Bu ucube rejime siyaset biliminde kibarca “monokrasi” deniyor, yani tek adam yönetimi. Muhalefet “şahsım iktidarı” diyor. Marksist literatürde ne dendiğini yazıp başıma bela açmayayım! Merak eden, Dimitrov’un Faşizme Karşı Birleşik Cephe kitabına bakabilir.
***
Monokrasiye, şahsım iktidarına durduk yerde savrulmadı Türkiye. Eski Türkiye elitlerinin ve kapitalistlerinin aç gözlülükleri ve zorbalıkları ahaliyi öyle bir bunalttı ki, ahali 2002 seçimlerinde can havliyle Tayyip’in ipine sarıldı. Ahalinin eski Türkiye’den yaka silkmişliği Tayyip Erdoğan’ın rafine olmamış, incelikten yoksun siyasi ve dini ihtirasıyla birleşince, monokrasiye, şahsım iktidarına giden yolda bir engel kalmadı. 2007 ve 2010 anayasa referandumlarıyla genişletilen yolda nihayet 15 Temmuz darbe girişimi “Allah’ın lütfu” oldu; Almanya’da Hitler’i tek adamlığa taşıyan referandumun benzeri 2017 referandumuyla Türkiye’de de “şahsım iktidarı” kuruldu.

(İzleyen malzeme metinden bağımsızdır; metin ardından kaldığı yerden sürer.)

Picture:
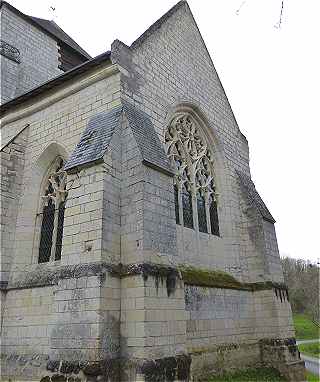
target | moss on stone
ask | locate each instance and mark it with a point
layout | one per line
(210, 278)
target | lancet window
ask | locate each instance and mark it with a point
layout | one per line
(53, 202)
(195, 195)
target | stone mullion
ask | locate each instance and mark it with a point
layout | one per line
(179, 186)
(55, 230)
(194, 207)
(207, 206)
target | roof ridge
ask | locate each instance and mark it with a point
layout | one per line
(157, 24)
(41, 24)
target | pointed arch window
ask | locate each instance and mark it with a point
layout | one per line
(53, 201)
(194, 184)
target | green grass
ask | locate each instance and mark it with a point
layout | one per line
(251, 375)
(305, 328)
(312, 349)
(312, 378)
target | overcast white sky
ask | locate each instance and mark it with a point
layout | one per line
(270, 75)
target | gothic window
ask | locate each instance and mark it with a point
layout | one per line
(187, 207)
(53, 214)
(194, 185)
(176, 204)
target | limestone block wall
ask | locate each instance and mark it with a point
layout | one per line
(111, 217)
(38, 53)
(12, 160)
(79, 315)
(9, 74)
(85, 325)
(219, 316)
(153, 321)
(273, 313)
(55, 130)
(26, 331)
(170, 65)
(272, 252)
(131, 198)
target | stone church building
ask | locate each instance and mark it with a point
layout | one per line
(134, 244)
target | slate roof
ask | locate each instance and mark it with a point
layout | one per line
(56, 81)
(54, 29)
(249, 188)
(151, 148)
(95, 139)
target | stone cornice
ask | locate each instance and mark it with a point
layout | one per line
(44, 275)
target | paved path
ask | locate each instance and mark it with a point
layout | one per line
(307, 341)
(312, 364)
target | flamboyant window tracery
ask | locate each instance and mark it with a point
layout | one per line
(194, 186)
(53, 214)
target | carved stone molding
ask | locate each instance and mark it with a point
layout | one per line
(189, 155)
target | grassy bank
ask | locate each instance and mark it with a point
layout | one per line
(312, 377)
(251, 375)
(305, 328)
(312, 349)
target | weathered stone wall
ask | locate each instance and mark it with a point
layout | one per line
(55, 130)
(38, 55)
(78, 318)
(160, 75)
(12, 159)
(219, 316)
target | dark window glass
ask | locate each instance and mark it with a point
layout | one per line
(187, 208)
(202, 217)
(214, 221)
(60, 231)
(176, 204)
(46, 232)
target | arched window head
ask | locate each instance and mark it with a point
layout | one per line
(195, 189)
(53, 201)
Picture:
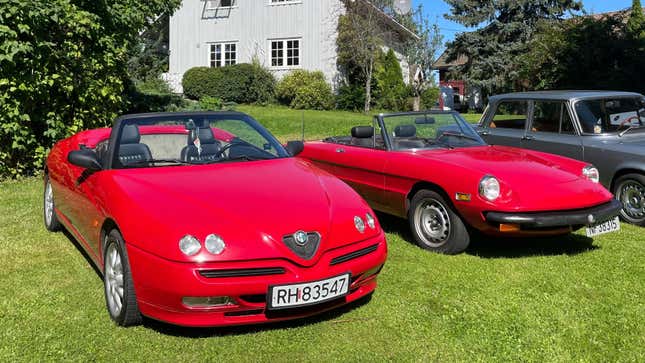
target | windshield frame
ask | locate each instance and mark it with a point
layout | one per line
(151, 118)
(575, 102)
(459, 120)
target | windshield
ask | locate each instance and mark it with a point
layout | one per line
(192, 140)
(609, 115)
(429, 131)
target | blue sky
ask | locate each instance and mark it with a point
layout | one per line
(435, 9)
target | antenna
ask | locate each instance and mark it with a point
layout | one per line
(303, 125)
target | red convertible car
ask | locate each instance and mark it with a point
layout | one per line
(205, 219)
(433, 169)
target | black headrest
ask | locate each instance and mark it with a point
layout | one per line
(405, 131)
(362, 132)
(206, 136)
(130, 135)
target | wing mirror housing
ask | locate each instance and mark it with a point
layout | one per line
(295, 147)
(86, 159)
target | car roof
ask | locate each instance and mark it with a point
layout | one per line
(562, 95)
(178, 114)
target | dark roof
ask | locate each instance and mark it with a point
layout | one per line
(564, 95)
(442, 63)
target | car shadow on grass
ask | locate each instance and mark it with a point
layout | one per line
(497, 247)
(333, 316)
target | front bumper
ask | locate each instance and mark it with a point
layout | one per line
(160, 284)
(557, 219)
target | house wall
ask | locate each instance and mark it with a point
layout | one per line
(252, 24)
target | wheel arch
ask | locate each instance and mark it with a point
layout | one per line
(421, 185)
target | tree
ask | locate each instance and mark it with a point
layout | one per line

(Bu anda, Nazi Almanya’sı ile bugünün Türkiye’si arasında benzerlik kurma fikrini ve cesaretini Cumhurbaşkanı Recep Tayyip Erdoğan’dan ödünç aldığımı belirtmeliyim. Erdoğan, Suudi Arabistan’a yaptığı ziyaretlerin birinden dönüşünde düzenlediği basın toplantısında gazetecilerin sorusu üzerine Hitler Almanya’sını örnek vermişti: “Üniter devlette başkanlık sistemi yoktur diye bir şey yok. Şu anda bunun zaten dünyada örneği var. Yani Hitler Almanya’sına baktığınızda orada da bunu görürsünüz. Başka ülkelerde de görürsünüz.”[1][1]
***
Ezcümle, eski Türkiye yok, çok daha eski bir Türkiye var. Ekonomisi tıkanmış, dış politikası iflas etmiş, (resmi rakama göre) 4,5 milyon işsiziyle Türkiye gemisi, Erdoğan’ın “Allah’ın lütfu” saydığı 15 Temmuz felaketinden sonra demokrasi limanından çok daha uzaklaştı. Bunun vebali günahı en başta demokrasiyi amaç değil araç olarak gördüğünü saklamayan Erdoğan ile siyasal İslam’dan demokrasi uman liberallerin boynunadır. Allah’ın lütfundan kasıt Fetullahçı çetenin devletten temizlenmesiyse, darbeye kalkışmalarının beklenmesi gerekmiyordu. Fetullahçı çetenin tasfiyesiyle Türkiye’nin demokrasiye kavuştuğu öne sürülüyorsa şu sorulara yanıt verilmelidir:
– Fetullahçı çete nasıl oldu da darbeye girişecek derecede devlette mevzi kazandı?
– Recep Tayyip Erdoğan’ın “Cemaatteki kardeşlerimiz ne istediler de vermedik?” sitemi nasıl bir ittifakın itirafıdır?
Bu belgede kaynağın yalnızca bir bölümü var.